Metabolism and disease
Most organisms rely on food as a source of the basic building blocks needed for essential cellular components, such as DNA, RNA, proteins, and membranes. Within cells, a multitude of biochemical pathways exist to break down or build these important macromolecules. At the same time, communication between cells and organs coordinates cellular biochemical pathways at the organismal level to regulate food intake, fat storage, and glucose regulation. Not surprisingly, dysregulation at any of these steps can be both the cause and effect of a number of different diseases, including diabetes and cancer. While efforts to correct metabolic dysfunction may be valuable in some cases, these changes may allow specific targeting of cancer cells. Research in several MCCB labs focuses on these different aspects of metabolism to gain a better understanding of its link to disease processes. Areas of study include the complex interactions between food intake and glucose regulation and the impact they have on organismal health and aging. In addition, research on metabolic changes and their interpretation at the level of gene expression has begun to provide new insights into how energy balance is maintained. Finally, MCCB researchers are investigating how metabolic re-wiring of cancer cells occurs and how it may be used for developing selectively targeted treatments.

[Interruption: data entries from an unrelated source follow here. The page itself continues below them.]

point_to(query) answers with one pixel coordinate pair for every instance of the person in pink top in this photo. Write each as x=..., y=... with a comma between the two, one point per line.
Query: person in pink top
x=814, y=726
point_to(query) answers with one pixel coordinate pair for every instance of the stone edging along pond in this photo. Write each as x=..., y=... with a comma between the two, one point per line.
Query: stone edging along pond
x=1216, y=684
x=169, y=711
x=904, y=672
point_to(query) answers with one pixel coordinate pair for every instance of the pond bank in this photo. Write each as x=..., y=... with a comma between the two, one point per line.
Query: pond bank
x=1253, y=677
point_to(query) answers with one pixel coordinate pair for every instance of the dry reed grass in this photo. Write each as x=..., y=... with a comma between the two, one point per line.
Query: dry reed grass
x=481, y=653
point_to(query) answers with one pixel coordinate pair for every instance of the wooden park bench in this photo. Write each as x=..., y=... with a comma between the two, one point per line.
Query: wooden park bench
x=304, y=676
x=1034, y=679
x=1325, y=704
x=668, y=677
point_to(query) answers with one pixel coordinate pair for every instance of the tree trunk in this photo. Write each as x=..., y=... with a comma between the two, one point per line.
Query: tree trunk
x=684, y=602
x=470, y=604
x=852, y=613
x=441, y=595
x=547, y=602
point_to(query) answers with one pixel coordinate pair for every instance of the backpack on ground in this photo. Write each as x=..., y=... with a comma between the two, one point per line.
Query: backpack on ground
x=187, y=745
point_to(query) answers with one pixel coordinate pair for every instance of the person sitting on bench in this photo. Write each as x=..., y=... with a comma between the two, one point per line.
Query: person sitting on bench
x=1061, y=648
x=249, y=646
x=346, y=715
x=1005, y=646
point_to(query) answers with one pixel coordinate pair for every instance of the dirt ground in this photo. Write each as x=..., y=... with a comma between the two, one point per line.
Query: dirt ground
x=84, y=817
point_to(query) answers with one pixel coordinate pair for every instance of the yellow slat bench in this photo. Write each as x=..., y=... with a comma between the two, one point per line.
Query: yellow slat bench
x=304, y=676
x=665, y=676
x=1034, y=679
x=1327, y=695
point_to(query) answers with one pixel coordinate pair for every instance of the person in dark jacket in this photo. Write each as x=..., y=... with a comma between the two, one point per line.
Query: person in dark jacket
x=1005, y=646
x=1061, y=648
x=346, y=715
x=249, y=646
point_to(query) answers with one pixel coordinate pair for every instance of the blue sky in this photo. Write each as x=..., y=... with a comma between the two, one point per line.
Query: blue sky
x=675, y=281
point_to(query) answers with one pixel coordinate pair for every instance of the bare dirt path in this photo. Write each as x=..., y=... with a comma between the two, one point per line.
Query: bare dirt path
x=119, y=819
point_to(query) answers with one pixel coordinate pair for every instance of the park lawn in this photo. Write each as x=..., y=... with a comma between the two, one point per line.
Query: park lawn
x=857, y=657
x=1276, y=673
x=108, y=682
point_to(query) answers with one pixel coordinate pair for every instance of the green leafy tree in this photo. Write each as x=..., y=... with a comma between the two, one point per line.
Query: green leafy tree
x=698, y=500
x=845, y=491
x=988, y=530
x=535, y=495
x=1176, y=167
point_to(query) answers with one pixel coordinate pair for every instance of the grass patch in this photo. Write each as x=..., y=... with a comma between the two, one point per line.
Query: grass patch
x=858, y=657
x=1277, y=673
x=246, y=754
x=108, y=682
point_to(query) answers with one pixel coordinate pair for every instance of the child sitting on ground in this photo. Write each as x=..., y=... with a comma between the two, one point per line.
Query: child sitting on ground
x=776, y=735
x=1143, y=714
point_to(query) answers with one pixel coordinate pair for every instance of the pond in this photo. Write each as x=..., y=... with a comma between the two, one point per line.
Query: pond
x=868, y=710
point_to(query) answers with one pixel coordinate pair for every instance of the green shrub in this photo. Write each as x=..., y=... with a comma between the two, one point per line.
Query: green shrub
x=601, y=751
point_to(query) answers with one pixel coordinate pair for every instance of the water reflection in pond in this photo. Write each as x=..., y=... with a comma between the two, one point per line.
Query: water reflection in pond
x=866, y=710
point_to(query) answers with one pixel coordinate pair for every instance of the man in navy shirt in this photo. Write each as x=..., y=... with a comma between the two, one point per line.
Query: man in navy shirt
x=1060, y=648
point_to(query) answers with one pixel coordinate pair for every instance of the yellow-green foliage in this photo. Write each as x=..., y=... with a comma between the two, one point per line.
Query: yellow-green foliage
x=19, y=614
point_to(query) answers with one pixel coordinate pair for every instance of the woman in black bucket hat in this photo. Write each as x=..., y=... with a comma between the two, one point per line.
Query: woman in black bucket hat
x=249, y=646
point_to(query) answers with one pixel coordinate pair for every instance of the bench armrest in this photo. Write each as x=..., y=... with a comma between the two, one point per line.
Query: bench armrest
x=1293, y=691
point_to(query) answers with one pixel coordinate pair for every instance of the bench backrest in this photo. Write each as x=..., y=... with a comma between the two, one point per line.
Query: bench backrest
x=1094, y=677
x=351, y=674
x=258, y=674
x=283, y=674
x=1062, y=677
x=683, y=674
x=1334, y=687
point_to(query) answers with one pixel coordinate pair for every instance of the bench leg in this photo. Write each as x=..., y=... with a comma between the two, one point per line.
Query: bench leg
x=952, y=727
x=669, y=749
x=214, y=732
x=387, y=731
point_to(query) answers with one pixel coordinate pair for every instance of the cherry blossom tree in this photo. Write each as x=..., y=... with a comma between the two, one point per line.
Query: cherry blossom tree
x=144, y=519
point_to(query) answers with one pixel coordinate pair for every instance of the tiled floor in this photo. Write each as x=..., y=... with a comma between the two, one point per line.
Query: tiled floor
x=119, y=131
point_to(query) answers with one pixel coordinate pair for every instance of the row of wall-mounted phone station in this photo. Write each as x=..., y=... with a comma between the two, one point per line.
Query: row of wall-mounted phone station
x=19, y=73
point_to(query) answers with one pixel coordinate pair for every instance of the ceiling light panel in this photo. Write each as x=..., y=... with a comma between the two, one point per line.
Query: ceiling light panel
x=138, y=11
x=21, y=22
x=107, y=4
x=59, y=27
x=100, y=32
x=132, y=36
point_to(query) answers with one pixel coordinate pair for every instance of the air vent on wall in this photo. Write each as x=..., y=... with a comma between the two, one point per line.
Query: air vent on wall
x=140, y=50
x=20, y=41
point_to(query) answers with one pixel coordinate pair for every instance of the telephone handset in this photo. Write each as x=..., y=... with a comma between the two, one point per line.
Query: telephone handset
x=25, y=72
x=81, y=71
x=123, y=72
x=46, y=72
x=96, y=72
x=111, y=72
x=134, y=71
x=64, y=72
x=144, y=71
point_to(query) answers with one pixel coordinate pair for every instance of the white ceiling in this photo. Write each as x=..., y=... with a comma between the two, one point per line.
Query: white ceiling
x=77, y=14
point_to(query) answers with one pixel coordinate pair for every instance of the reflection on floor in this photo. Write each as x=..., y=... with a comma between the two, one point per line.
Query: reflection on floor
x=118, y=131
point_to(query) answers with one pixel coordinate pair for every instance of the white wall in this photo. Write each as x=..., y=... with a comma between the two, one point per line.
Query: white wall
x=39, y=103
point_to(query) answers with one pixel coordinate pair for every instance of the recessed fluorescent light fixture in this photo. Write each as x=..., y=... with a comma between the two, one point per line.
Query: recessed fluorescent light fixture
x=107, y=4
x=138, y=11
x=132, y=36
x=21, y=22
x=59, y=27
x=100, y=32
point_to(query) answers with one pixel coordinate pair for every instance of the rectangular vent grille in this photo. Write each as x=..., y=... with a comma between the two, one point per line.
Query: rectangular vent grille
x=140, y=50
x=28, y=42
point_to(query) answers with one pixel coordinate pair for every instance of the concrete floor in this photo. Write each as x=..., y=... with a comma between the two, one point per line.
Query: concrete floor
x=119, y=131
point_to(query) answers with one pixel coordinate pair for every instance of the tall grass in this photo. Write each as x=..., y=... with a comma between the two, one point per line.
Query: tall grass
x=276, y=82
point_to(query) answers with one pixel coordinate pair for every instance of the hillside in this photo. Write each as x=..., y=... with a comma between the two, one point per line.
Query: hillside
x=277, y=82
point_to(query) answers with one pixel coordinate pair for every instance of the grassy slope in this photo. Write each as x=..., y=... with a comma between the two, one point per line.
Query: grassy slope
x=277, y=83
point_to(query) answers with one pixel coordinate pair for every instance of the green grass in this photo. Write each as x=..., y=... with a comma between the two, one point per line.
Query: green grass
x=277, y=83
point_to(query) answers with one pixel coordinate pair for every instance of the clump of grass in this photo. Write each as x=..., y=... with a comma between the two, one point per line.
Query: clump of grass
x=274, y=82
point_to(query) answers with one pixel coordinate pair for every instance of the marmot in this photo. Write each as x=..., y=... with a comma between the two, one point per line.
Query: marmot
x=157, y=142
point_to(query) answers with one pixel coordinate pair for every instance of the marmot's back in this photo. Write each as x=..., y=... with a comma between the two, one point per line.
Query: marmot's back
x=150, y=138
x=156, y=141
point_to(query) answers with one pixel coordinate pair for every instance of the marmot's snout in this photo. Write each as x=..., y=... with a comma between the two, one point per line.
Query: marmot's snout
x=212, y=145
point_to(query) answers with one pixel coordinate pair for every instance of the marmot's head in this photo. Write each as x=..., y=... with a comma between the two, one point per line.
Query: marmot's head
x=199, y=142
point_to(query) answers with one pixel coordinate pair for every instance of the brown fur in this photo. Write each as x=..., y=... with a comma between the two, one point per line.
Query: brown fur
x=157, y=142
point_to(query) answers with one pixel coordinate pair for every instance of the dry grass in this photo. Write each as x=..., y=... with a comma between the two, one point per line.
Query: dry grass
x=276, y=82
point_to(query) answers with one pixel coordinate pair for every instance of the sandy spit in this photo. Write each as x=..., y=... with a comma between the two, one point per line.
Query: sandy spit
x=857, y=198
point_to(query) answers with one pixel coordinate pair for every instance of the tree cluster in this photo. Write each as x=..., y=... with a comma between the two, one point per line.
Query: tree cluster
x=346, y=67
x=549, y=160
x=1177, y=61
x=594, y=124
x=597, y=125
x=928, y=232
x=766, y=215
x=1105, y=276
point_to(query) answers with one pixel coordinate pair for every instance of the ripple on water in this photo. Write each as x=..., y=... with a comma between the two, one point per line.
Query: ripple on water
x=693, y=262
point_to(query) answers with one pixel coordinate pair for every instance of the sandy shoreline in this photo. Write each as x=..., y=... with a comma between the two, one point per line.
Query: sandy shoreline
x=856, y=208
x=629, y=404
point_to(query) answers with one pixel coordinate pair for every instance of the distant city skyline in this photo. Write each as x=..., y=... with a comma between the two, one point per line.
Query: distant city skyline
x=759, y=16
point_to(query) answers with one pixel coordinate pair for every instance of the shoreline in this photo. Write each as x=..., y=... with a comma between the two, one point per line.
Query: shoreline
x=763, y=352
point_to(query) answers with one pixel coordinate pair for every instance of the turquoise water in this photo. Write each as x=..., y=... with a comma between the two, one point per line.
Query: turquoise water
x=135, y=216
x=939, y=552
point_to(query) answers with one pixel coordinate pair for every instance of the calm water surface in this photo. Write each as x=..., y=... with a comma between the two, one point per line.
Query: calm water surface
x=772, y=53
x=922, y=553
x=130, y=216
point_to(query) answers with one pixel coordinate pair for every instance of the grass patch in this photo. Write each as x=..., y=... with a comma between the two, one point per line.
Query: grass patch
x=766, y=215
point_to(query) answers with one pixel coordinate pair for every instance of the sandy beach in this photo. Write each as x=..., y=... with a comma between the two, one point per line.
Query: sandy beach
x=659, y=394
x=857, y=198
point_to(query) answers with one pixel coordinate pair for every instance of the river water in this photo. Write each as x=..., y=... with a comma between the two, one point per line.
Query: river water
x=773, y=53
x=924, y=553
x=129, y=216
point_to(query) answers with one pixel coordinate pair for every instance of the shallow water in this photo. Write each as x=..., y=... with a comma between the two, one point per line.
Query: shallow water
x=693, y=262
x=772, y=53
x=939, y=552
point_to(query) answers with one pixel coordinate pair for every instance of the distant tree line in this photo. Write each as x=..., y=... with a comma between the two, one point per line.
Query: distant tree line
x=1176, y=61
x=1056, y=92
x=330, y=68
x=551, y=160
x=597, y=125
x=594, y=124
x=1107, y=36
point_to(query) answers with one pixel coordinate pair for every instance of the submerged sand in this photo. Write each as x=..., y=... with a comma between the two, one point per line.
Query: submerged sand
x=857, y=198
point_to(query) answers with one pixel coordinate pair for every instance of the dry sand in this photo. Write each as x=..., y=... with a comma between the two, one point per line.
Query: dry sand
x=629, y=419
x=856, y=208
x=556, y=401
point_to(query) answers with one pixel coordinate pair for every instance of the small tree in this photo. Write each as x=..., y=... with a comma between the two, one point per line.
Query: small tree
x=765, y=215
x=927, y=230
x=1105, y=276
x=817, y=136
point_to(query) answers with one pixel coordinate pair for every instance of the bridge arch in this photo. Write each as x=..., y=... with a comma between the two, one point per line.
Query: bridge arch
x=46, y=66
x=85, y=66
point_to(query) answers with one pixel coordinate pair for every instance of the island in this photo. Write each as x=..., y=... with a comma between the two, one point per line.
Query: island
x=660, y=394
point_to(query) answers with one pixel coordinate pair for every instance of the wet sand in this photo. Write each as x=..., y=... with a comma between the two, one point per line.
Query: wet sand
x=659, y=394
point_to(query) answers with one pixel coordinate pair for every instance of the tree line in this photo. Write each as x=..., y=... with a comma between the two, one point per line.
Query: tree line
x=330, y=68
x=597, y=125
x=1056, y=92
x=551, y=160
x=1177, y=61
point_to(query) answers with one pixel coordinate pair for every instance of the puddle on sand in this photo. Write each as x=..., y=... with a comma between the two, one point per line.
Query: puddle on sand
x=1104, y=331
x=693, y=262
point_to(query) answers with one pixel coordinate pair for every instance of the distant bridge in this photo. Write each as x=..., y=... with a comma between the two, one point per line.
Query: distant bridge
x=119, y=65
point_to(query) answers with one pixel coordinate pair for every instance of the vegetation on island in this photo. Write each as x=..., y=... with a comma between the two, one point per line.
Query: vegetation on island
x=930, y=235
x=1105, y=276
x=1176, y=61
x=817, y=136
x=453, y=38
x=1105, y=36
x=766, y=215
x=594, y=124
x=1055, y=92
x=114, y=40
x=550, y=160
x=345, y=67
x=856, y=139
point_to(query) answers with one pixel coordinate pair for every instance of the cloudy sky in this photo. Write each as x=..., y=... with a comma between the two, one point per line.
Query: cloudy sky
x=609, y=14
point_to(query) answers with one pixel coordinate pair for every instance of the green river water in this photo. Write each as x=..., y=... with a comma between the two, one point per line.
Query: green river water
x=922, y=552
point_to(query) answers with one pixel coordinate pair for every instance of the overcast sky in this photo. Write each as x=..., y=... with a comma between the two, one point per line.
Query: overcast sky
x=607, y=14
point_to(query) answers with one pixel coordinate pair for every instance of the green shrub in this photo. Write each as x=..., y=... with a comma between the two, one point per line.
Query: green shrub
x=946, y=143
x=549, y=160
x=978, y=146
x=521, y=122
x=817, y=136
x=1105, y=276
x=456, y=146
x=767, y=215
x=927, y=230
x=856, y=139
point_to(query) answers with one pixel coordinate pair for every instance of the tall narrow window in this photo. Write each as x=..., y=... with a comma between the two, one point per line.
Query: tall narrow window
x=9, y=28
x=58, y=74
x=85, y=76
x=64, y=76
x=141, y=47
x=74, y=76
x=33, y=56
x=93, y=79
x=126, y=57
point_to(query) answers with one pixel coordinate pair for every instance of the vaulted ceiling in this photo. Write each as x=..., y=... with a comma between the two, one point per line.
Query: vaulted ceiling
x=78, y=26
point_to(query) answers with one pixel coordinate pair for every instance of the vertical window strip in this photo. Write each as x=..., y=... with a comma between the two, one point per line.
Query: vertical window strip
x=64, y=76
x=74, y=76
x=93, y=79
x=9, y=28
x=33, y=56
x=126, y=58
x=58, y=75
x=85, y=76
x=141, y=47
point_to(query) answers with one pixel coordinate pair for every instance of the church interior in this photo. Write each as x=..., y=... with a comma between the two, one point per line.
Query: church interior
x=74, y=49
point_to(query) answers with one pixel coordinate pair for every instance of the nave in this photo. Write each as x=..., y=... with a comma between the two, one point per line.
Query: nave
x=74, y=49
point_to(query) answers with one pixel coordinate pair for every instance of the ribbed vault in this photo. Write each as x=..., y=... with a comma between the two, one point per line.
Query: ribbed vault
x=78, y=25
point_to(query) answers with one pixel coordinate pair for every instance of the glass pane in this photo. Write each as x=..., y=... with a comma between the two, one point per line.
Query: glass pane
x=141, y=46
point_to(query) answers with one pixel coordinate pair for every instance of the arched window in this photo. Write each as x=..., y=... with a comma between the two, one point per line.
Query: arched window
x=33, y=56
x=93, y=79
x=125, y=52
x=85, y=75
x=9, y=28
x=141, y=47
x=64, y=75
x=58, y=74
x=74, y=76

Click on the links below to learn more details about MCCB research concerning metabolism and disease.
Ceramide, a central sphingolipid, affects cellular metabolism with important consequences on the onset and progression of metabolic diseases such as obesity, diabetes and cardiovascular disorders. To understand what metabolic pathways are affected by increased ceramide, the Acharya lab has profiled metabolites and transcripts in Drosophila mutants of the sphingolipid biosynthetic pathway that accumulate ceramide and followed this up with detailed genetic and biochemical experiments. Results from these studies show increased ceramide levels affect energy producing pathways such as mitochondrial oxidative phosphorylation and lipolysis leading to hypertriglyceridemia, cardiac abnormalities and ultimately reduced lifespan of the mutant animals.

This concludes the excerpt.